Huihui-Qwen3.6-35B-A3B-Claude-4.7-Opus-abliterated
This is a 35.9B parameter mixture-of-experts model derived from Qwen 3.6, fine-tuned with Claude 4.7 reasoning distillation and then modified ('abliterated') to remove safety filtering. The model card explicitly warns that safety guardrails have been significantly reduced and outputs may be sensitive, controversial, or inappropriate. It is positioned for research and controlled environments, not production or public-facing use.
Key facts
Objective fields from the source. Values we can't verify are shown as “Unknown” rather than guessed.
| Field | Value |
|---|---|
| Developer | huihui-ai |
| Parameters | 36B |
| Context window | Unknown |
| License | apache-2.0 — OSI-approved |
| Modality / task | text-generation |
| Gated on HuggingFace | No |
| Downloads | 53k |
| Likes | 159 |
| Last updated | 2026-04-21 |
| Source | huihui-ai/Huihui-Qwen3.6-35B-A3B-Claude-4.7-Opus-abliterated |
What Huihui-Qwen3.6-35B-A3B-Claude-4.7-Opus-abliterated is
A Qwen3.6-35B MoE variant with LoRA adapter applied, distilled from Claude 4.7 reasoning behavior, and processed with the remove-refusals-with-transformers abliteration technique to strip refusal mechanisms. Distributed in safetensors format; context length not specified. Last modified April 2026. Not gated; 53k downloads.
Run Huihui-Qwen3.6-35B-A3B-Claude-4.7-Opus-abliterated locally
Load the open weights with 🤗 Transformers and generate — the same model, self-hosted.
from transformers import pipelinepipe = pipeline("text-generation", model="huihui-ai/Huihui-Qwen3.6-35B-A3B-Claude-4.7-Opus-abliterated")out = pipe("Explain retrieval-augmented generation in one sentence.", max_new_tokens=128)print(out[0]["generated_text"])Swap in vLLM or Ollama for production-grade serving. DEV.co can stand up the inference stack.
How you'd run it
A typical self-hosted path — open weights, an inference server, your application.
DEV.co builds each layer — from GPU infrastructure to the application.
Best use cases
Running & fine-tuning it
ESTIMATE: ~72 GB VRAM for 35.9B full-precision FP32 inference; ~36 GB for FP16 (typical); MoE sparsity may reduce activation cost. Exact precision and sparsity details not specified in card—requires testing. Ollama and llama.cpp support quantization; verify on target hardware.

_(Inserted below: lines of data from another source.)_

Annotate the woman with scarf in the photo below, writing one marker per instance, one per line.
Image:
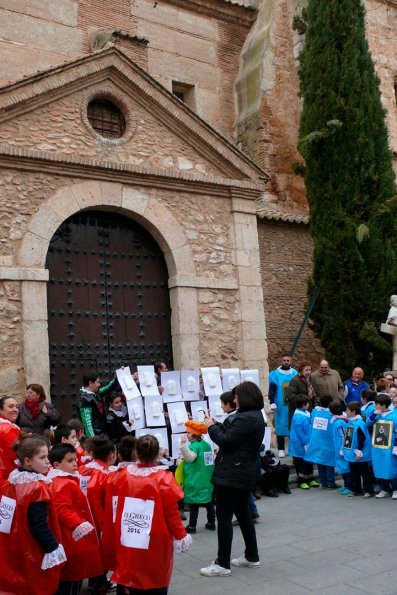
(36, 414)
(300, 385)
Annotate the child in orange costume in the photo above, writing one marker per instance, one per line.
(29, 525)
(125, 456)
(147, 523)
(78, 534)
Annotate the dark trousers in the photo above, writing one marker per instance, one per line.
(194, 510)
(360, 471)
(68, 588)
(131, 591)
(327, 475)
(231, 501)
(304, 470)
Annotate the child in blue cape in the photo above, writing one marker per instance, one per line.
(339, 423)
(321, 445)
(384, 445)
(299, 442)
(357, 450)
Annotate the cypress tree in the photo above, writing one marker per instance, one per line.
(350, 187)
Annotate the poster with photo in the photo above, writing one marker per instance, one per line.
(147, 381)
(154, 411)
(230, 378)
(171, 383)
(250, 376)
(215, 409)
(177, 416)
(212, 381)
(127, 383)
(190, 385)
(136, 413)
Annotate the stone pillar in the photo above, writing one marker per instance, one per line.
(253, 345)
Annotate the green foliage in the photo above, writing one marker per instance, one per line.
(350, 187)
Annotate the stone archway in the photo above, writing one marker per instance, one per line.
(155, 218)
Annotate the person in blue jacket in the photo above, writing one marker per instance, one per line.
(279, 380)
(384, 445)
(357, 451)
(299, 441)
(339, 423)
(321, 445)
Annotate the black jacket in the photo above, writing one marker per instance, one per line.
(239, 444)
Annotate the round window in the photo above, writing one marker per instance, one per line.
(106, 118)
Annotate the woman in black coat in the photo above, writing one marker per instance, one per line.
(235, 476)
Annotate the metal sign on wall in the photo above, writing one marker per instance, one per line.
(108, 301)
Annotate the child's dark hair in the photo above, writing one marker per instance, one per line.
(59, 451)
(325, 400)
(126, 448)
(102, 447)
(336, 408)
(89, 377)
(249, 396)
(147, 448)
(227, 398)
(62, 431)
(383, 400)
(302, 400)
(27, 446)
(354, 406)
(368, 394)
(76, 424)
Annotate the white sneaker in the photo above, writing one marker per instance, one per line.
(215, 570)
(242, 561)
(382, 494)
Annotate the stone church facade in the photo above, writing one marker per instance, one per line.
(231, 226)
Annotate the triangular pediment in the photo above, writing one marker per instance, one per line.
(48, 112)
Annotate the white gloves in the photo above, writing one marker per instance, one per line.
(182, 545)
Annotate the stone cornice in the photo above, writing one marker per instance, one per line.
(112, 65)
(90, 168)
(228, 11)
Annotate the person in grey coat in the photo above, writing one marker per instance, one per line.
(235, 475)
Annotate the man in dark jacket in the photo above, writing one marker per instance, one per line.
(235, 476)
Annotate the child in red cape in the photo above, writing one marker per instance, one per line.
(9, 432)
(78, 534)
(147, 523)
(30, 549)
(125, 456)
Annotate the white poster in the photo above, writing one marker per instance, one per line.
(136, 523)
(177, 416)
(230, 378)
(199, 410)
(171, 383)
(250, 376)
(147, 381)
(212, 381)
(127, 383)
(215, 409)
(154, 411)
(136, 413)
(190, 385)
(7, 510)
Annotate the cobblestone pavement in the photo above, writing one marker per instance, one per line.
(309, 542)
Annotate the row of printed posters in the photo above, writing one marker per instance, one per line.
(145, 401)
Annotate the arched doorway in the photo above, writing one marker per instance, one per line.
(108, 300)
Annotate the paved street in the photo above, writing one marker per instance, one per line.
(315, 541)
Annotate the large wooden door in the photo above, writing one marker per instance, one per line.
(108, 301)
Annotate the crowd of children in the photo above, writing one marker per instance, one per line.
(359, 441)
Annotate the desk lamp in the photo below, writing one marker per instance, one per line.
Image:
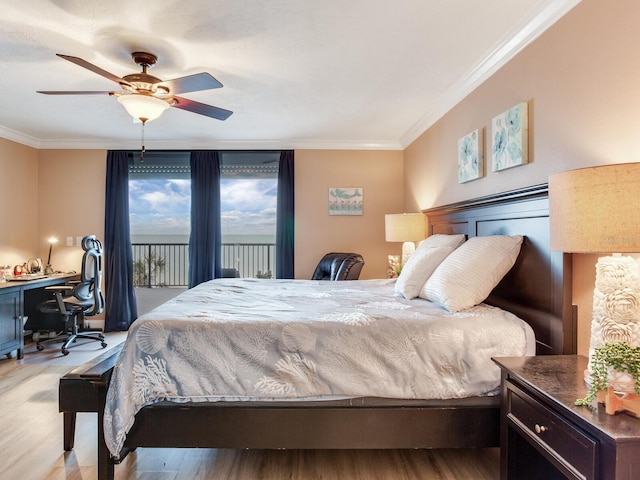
(48, 270)
(597, 210)
(407, 228)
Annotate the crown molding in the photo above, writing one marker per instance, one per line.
(198, 144)
(516, 39)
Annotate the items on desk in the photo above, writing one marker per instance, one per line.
(34, 265)
(48, 269)
(5, 272)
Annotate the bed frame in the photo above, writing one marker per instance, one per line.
(537, 289)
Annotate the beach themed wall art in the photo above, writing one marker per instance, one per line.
(471, 156)
(510, 134)
(345, 201)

Model already incorporates LoRA adapter from lordx64 base; additional fine-tuning feasible via LoRA or QLoRA on consumer GPUs (e.g., 24–48 GB VRAM with quantization). Unsloth framework mentioned in tags; supports efficient fine-tuning. Abliteration is a post-hoc weight modification, not a training checkpoint—retraining safety features would require separate intervention.
When to avoid it — and what to weigh
- Production or Public-Facing Applications — The model card explicitly discourages production deployment or direct public exposure due to reduced safety optimization and risk of inappropriate outputs.
- Regulatory or Compliance-Heavy Domains — Avoid in regulated industries (finance, healthcare, government) where content moderation, audit trails, and safety guarantees are non-negotiable.
- Audience with Minors or Sensitivity Requirements — Not suitable for applications serving underage users, vulnerable populations, or contexts where content appropriateness is critical.
- High-Liability Use Cases — The model card disclaims responsibility for consequences; unsuitable where liability for harmful outputs falls on the deployer (legal risk acceptance required).
License & commercial use
Apache 2.0 license. This is a permissive, OSI-approved open-source license permitting commercial use, modification, and distribution with attribution and liability disclaimer.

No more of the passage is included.